不动点(Fixed-point)指的是 $f(x)$ 的定义域内的一个点 $c$ 是函数 $f(x)$ 的不动点，当且仅当 $c$ 满足：

\[f(c) = c\]

Fixed-point Combinator 指的是一个高阶函数 $y$ 满足

\[\forall f: y\ f = f\ (y\ f)\]

也就是说，如果令 $x = y\ f$ 那么

\[x = f\ x\]

Fixed-point Combinator 是一个用于求函数的不动点的高阶函数，接受一个函数作为参数，并且返回一个函数。 $y\ f$ 表示函数 $f$ 的一个不动点。
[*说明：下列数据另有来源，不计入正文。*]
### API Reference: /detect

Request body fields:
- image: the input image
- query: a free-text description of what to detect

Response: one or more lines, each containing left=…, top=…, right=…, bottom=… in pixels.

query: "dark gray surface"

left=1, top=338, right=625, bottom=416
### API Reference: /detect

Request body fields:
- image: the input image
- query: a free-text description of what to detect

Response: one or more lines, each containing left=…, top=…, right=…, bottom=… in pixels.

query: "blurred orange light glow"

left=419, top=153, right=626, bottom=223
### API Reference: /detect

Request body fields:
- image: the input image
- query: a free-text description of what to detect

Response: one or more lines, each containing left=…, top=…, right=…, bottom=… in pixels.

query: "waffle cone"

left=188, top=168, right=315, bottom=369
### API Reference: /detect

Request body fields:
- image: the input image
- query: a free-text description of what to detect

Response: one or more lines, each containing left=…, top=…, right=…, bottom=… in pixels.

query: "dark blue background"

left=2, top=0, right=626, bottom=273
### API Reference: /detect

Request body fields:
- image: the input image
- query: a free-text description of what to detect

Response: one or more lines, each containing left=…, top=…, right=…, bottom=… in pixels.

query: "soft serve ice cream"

通过不动点组合子，可以实现通过非递归的 Lambda 表达式来定义匿名的递归函数。

Y Combinator 是 Haskell B. Curry 发现的一种不动点组合子，定义为

\[Y := \lambda f.\ (\lambda x.\ f\ (x\ x))\ (\lambda x.\ f\ (x\ x))\]

证明过程

通过将 Y Combinator 作用与一个函数 $g$ 上，证明 $Y \ g$ 是函数 $g$ 的一个不动点。
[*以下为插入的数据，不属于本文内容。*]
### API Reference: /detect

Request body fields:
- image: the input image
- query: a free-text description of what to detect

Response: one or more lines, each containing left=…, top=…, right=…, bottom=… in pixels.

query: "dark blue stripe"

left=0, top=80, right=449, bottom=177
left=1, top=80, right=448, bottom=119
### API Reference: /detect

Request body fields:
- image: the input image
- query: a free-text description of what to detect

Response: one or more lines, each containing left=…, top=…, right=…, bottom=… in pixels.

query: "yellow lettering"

\[\begin{aligned} & (Y\ g) \\ =& ((\lambda f.\ (\lambda x.\ f\ (x\ x))\ (\lambda x.\ f\ (x\ x)))\ g) && \text{defination of } Y \\ =& ((\lambda x.\ g\ (x\ x))\ (\lambda x.\ g\ (x\ x))) && \beta-\text{reduction}: \text{applied } Y \text{ to } g \\ =& ((\lambda t.\ g\ (t\ t))\ (\lambda x.\ g\ (x\ x))) && \alpha-\text{conversion} \\ =& (g\ ((\lambda x.\ g\ (x \ x))\ (\lambda x.\ g\ (x\ x))))) && \beta-\text{reduction}: \text{applied left function to right function} \\ =& (g\ (Y\ g)) \end{aligned}\]

Y Combinator 的作用

例如定义一个递归函数用于求自然数阶乘：

(define fact
  (lambda (n)
    (if (zero? n) 1 (* n (fact (- n 1))))))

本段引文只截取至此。